The person I attempted to do something nice for said that my gesture was silly and pointless.
That's so sad!
It isn't nice I can only assume they weren't brought up with any manners. Even if deep down you felt it was silly and pointless, you certainly don't tell the person! It really is the thought that counts, shame this person doesn't give any thought to others...
I was called a "fool" by a mutual friend for helping, the guy I helped didn't need to say it, I felt like one. I initally offered to pick up essentials, like milk and bread, instead I was handed a massive list. People just make mugs of you if you let them.
Yes, often. It's the reason I don't do anything nice anymore, leastways not publically.
People either look at you gone out, as though you're a nutter, or it gets overlooked without a single acknowledgement. Or they think you're doing it for something in return.

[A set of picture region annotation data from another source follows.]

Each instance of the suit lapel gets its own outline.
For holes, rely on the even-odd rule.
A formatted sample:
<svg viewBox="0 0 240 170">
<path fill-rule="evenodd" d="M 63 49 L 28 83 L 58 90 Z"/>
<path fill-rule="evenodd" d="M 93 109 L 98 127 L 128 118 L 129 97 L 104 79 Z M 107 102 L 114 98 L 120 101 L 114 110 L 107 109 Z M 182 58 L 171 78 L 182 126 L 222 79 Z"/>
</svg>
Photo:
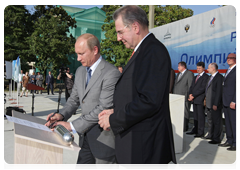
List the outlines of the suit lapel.
<svg viewBox="0 0 240 170">
<path fill-rule="evenodd" d="M 197 76 L 195 76 L 195 82 L 196 82 L 195 84 L 197 84 L 197 83 L 199 82 L 199 80 L 202 79 L 202 77 L 203 77 L 205 74 L 206 74 L 206 73 L 203 73 L 203 75 L 198 78 L 197 82 L 196 82 Z"/>
<path fill-rule="evenodd" d="M 97 79 L 101 75 L 102 69 L 104 68 L 104 66 L 105 66 L 105 61 L 104 61 L 104 59 L 102 59 L 101 62 L 99 63 L 99 65 L 97 66 L 96 70 L 94 71 L 91 79 L 88 82 L 88 85 L 87 85 L 87 88 L 84 92 L 83 98 L 86 96 L 88 91 L 91 89 L 91 87 L 95 84 L 95 82 L 97 81 Z M 86 71 L 85 71 L 85 75 L 86 75 Z M 85 84 L 86 84 L 86 79 L 85 79 Z M 85 88 L 85 86 L 84 86 L 84 88 Z"/>
<path fill-rule="evenodd" d="M 238 69 L 238 65 L 236 65 L 231 71 L 230 71 L 230 73 L 228 73 L 228 75 L 227 75 L 227 77 L 224 77 L 224 81 L 226 81 L 227 80 L 227 78 L 228 78 L 228 76 L 230 75 L 230 74 L 232 74 L 235 70 L 237 70 Z M 225 75 L 227 74 L 227 72 L 225 73 Z"/>
<path fill-rule="evenodd" d="M 184 72 L 184 74 L 183 74 L 183 75 L 180 77 L 180 79 L 178 80 L 178 77 L 179 77 L 179 75 L 180 75 L 180 73 L 178 73 L 176 83 L 180 82 L 186 74 L 187 74 L 187 70 Z"/>
</svg>

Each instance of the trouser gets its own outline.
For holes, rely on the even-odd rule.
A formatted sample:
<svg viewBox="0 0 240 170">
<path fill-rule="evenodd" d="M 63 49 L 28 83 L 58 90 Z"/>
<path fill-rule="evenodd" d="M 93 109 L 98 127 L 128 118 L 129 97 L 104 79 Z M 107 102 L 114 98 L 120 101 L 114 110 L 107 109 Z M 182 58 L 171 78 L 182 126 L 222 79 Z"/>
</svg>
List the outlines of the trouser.
<svg viewBox="0 0 240 170">
<path fill-rule="evenodd" d="M 37 86 L 39 86 L 39 87 L 42 87 L 42 84 L 36 84 Z M 40 94 L 42 94 L 42 90 L 37 90 L 37 93 L 39 93 L 39 91 L 41 91 L 41 93 Z"/>
<path fill-rule="evenodd" d="M 88 144 L 87 136 L 84 137 L 83 145 L 79 151 L 76 169 L 118 169 L 116 156 L 108 158 L 95 158 Z"/>
<path fill-rule="evenodd" d="M 222 134 L 222 108 L 218 107 L 217 110 L 207 109 L 207 114 L 211 115 L 211 139 L 216 142 L 221 142 Z"/>
<path fill-rule="evenodd" d="M 233 146 L 238 146 L 238 105 L 235 109 L 223 107 L 225 117 L 225 128 L 227 142 Z"/>
<path fill-rule="evenodd" d="M 188 130 L 190 107 L 191 107 L 191 102 L 185 101 L 185 108 L 184 108 L 184 129 L 183 129 L 183 131 L 187 131 L 187 130 Z"/>
<path fill-rule="evenodd" d="M 22 87 L 22 83 L 18 83 L 18 95 L 20 95 L 20 91 L 21 91 L 21 87 Z"/>
<path fill-rule="evenodd" d="M 31 84 L 34 84 L 34 85 L 36 85 L 35 83 L 31 83 Z M 31 93 L 33 92 L 33 90 L 31 90 Z M 34 93 L 36 93 L 36 90 L 34 90 Z"/>
<path fill-rule="evenodd" d="M 28 89 L 26 88 L 26 87 L 23 87 L 22 88 L 22 94 L 21 94 L 21 96 L 24 94 L 25 95 L 25 91 L 26 91 L 26 93 L 28 93 Z"/>
<path fill-rule="evenodd" d="M 207 113 L 207 125 L 208 125 L 207 137 L 212 138 L 212 112 L 211 112 L 211 109 L 206 107 L 206 113 Z"/>
<path fill-rule="evenodd" d="M 202 104 L 193 104 L 194 128 L 193 131 L 199 135 L 204 135 L 205 114 Z"/>
<path fill-rule="evenodd" d="M 66 99 L 66 101 L 70 97 L 71 93 L 72 93 L 72 89 L 65 88 L 65 99 Z"/>
<path fill-rule="evenodd" d="M 53 94 L 53 84 L 52 83 L 48 83 L 47 84 L 47 92 L 48 92 L 48 94 L 49 94 L 49 87 L 51 88 L 51 92 Z"/>
</svg>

Either that, or "Oh I couldn't possibly accept that" ~ fine, well don't. Sod you, ingrate :rolleyes:
I cant remember exactly what he said but it was very rude - I felt quite humiliated:(
She spent the rest of the day washing and re-washing her hair, luckily it was a semi-permanent dye.

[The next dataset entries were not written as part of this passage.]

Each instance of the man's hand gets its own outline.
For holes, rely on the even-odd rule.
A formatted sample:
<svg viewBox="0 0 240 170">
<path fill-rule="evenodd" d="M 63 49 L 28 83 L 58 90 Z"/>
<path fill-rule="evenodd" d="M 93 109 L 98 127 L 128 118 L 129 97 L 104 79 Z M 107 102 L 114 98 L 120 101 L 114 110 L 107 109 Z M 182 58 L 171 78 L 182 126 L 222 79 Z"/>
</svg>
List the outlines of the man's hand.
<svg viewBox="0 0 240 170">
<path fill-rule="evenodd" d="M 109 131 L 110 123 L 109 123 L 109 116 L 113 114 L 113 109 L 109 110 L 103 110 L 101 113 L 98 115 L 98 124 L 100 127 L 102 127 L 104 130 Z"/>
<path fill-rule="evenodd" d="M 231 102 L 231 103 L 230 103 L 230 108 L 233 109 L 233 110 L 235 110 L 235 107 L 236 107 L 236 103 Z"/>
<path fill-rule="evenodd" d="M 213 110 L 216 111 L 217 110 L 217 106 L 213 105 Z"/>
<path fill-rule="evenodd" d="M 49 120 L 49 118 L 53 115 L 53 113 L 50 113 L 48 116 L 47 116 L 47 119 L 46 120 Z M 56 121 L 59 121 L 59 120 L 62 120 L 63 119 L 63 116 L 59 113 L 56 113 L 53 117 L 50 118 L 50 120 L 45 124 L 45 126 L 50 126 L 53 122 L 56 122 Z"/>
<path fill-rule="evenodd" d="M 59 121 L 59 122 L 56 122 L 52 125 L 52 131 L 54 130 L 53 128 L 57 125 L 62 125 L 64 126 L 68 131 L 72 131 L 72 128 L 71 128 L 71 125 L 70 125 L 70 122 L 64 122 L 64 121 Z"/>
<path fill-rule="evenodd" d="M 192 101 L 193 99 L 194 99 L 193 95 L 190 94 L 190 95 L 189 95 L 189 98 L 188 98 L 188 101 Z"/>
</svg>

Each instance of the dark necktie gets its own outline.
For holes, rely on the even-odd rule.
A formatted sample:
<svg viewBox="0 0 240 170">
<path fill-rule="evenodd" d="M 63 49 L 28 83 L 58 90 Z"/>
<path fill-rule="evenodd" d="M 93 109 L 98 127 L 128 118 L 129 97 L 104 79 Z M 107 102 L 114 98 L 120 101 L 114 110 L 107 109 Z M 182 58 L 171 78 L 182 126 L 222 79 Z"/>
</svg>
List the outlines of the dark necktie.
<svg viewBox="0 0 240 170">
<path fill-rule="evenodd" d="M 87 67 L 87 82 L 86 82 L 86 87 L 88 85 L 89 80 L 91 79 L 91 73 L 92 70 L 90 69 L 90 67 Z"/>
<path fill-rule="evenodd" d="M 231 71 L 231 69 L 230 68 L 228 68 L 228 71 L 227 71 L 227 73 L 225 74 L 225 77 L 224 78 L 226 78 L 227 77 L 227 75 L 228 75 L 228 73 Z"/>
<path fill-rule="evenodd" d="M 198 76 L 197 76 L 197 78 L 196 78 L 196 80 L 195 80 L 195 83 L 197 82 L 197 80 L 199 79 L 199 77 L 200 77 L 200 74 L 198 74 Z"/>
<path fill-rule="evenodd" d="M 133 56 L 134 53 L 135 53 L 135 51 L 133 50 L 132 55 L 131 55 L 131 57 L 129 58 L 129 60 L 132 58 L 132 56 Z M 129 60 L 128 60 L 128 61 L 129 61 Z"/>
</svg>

I was accused of only buying presents that I wanted myself - even though I'm well known for choosing thoughtful and personal presents for everyone else.
Oh well, that's why he's an ex! And he took the bloody thing with him when he left
You weren't a fool - you were doing someone who was vulnerable a favour. It's showing kindness - you don't expect to have it thrown back in your face.
I didn't know how to react to my friend's reaction - I was going to send him something in the post (just some sweets I know he likes and a card), because he's dislocated his shoulder and has some knee problems and is in some pain - which he loves reminding me of. He had to go to A&E but won't be operated on for another three months or so. I thought I'd cheer him up by sending something small (but not OTT). I would have sent it but couldn't remember the correct address and so had to call to confirm the flat number. He asked why I needed it and so I had to explain. When he found out he said it was really pointless and stupid since he's "not completely incapacitated". He said that "maybe if (he) was in hospital it'd be different".
He'll be lucky if I even bother to visit him when he has to go into hospital now. I was really hurt by what he said - I went really silent on the phone and haven't spoken to him for a couple of days now.
summerain - I totally agree with you. Even if you think the idea is stupid, keep it to yourself! It's basic manners.
Did you offer him a job cleaning your toilets or something?:eek:;)
You'd think so, wouldn't you? Nope..was a job driving for me.